SpatialConvolution / Conv2d: different results using Pytorch and torch7 for float tensors

Alex_O · September 28, 2020, 6:12pm

Hi,
I tried to use convolution in Pytorch and torch7 (lua).
Operations with the same tensors (with float type) produce different results.

Python code:

import torch
import torch.nn as nn 

torch.set_default_tensor_type('torch.FloatTensor')

def test_conv():
    layer = nn.Conv2d(64, 64, kernel_size=3, stride=1, padding=1, bias=True)
    layer.weight.data.fill_(2.2)
    layer.bias.data.fill_(1.2)  

    tensor = torch.zeros((1, 64, 256, 256))
    tensor.fill_(1.3)
    # print(tensor)

    result = layer(tensor)
    print("[test_conv] result: shape={ %s }, type='%s'\n" % (result.shape, result.type()) )

    result_flatten = result.flatten()

    i = 0
    for n in result_flatten:
        if i >= 30: break
        number = n.item()
        print("[%d] %f" % (i+1, number) )
        i += 1

test_conv()

Result:

 [1] 733.357605
 [2] 1099.435791
 [3] 1099.435791
...
 [30] 1099.435791

Torch7 lua code:

require 'nn'

torch.setdefaulttensortype('torch.FloatTensor')

function test_conv()
    local kernel_size = 3
    local stride = 1
    local padding = 1
    local layer = nn.SpatialConvolutionMM(64, 64, kernel_size, kernel_size, stride, stride, padding, padding)
    layer.weight:fill(2.2) -- fill weigths with 2.2
    layer.bias:fill(1.2)   -- fill weigths with 1.2

    local tensor = torch.Tensor(1, 64, 256, 256)
    tensor:fill(1.3)       -- fill tesnor with 1.3
    -- print(tensor)

    local result = layer(tensor)

    print(string.format("result: shape={ %s }, type='%s'\n", result:size(), result:type()) )

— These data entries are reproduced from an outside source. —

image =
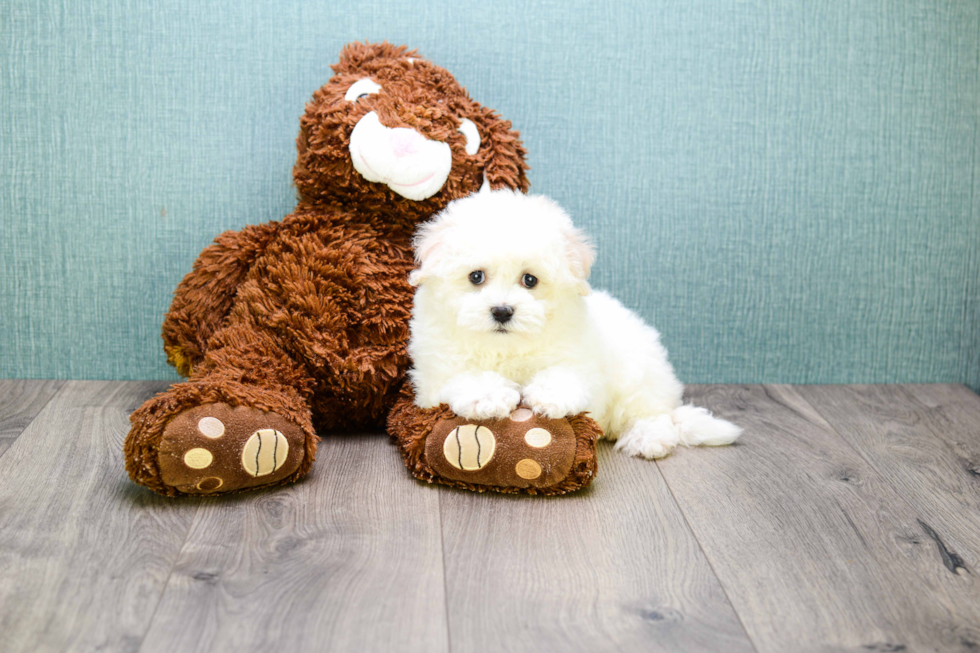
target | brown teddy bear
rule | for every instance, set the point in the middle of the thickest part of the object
(303, 322)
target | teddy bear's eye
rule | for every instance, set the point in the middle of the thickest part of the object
(472, 135)
(361, 88)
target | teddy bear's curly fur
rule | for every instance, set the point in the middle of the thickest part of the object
(307, 318)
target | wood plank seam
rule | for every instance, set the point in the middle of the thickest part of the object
(57, 392)
(711, 565)
(445, 582)
(170, 575)
(950, 559)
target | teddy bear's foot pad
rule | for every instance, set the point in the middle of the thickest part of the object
(217, 448)
(521, 451)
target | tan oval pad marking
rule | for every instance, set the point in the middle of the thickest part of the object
(211, 427)
(528, 469)
(198, 458)
(538, 438)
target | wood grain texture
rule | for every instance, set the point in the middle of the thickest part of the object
(349, 559)
(84, 553)
(925, 440)
(613, 567)
(815, 549)
(20, 402)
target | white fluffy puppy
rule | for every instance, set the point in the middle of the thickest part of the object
(504, 314)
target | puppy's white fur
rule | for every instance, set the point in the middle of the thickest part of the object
(565, 350)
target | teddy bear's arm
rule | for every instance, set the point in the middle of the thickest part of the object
(204, 298)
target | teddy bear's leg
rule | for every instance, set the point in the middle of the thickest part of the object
(242, 421)
(520, 453)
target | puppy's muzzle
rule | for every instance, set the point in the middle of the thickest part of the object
(502, 314)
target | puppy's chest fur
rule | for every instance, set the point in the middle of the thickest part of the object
(516, 362)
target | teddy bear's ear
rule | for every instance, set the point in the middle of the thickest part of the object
(505, 165)
(355, 55)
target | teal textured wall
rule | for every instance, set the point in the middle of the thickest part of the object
(787, 189)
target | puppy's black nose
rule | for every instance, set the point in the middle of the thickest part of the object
(502, 313)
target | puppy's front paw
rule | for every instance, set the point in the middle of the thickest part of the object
(555, 399)
(493, 402)
(650, 438)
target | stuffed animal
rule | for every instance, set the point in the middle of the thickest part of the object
(303, 323)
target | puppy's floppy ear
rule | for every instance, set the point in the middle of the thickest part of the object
(580, 254)
(428, 242)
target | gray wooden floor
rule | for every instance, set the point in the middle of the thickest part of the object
(847, 518)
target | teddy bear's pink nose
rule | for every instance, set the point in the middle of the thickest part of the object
(405, 141)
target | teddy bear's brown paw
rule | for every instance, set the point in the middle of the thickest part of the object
(520, 451)
(216, 448)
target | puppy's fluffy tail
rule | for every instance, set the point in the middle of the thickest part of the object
(698, 427)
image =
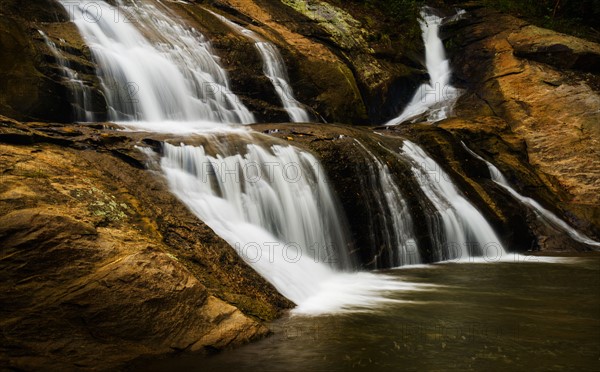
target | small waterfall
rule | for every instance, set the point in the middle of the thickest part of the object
(274, 206)
(458, 229)
(274, 68)
(397, 231)
(541, 212)
(434, 100)
(175, 77)
(81, 93)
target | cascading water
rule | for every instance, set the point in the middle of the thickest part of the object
(275, 208)
(81, 93)
(434, 100)
(288, 230)
(543, 213)
(397, 226)
(458, 229)
(274, 68)
(176, 77)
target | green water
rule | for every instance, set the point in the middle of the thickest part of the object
(482, 317)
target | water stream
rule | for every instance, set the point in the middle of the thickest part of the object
(433, 100)
(543, 213)
(274, 68)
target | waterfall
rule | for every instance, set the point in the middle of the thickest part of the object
(274, 206)
(274, 68)
(81, 93)
(434, 100)
(174, 77)
(458, 229)
(397, 226)
(541, 212)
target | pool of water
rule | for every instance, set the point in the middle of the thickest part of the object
(531, 314)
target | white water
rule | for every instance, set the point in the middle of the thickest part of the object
(275, 208)
(397, 230)
(434, 100)
(542, 212)
(82, 95)
(176, 76)
(465, 231)
(274, 68)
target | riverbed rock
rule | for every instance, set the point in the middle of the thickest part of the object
(101, 265)
(544, 92)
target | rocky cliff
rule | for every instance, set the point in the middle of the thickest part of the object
(101, 264)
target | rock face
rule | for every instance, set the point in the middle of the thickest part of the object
(335, 62)
(100, 264)
(32, 86)
(513, 71)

    local result_flatten = result:view(result:nElement())
    for i = 1, 30 do
        print(string.format("[%d] %f", i, result_flatten[i]))
    end
end 

test_conv()

Result:

[1] 733.360107	
[2] 1099.439697	
[3] 1099.439697	
....
[30] 1099.437012

Difference between results:

pytorch                      torch7
[1] 733.357605          [1] 733.360107	
[2] 1099.435791        [2] 1099.439697	
[3] 1099.435791        [3] 1099.439697	
....
[30] 1099.435791      [30] 1099.437012

Maybe it was caused by different float-point arithmetic in Pytorch and torch7?
or should use a different convolution operator?

tom · September 28, 2020, 7:14pm

As you suspect, differences like this are within numerical accuracy and thus would be expected between different implementations of the same operation (this is 3e-3 on a number of size 7e3, so ~2e-6ish relative error, which seems not unusual).

Best regards

Thomas

Alex_O · September 28, 2020, 7:35pm

Thanks for your reply. I’m trying to use PyTorch pre-trained model in torch7 (lua) and C (libTNN). Seems these small differences may cause huge errors in the output of the entire network (which contains a lot of convolution layers).

tom · September 28, 2020, 7:45pm

Yeah, unfortunate as it is, something isn’t terribly robust about the model because errors of that size might happen even when switching backends within PyTorch.
You could try to train the PyTorch model for a few steps to give answers that more closely match the torch7 ones.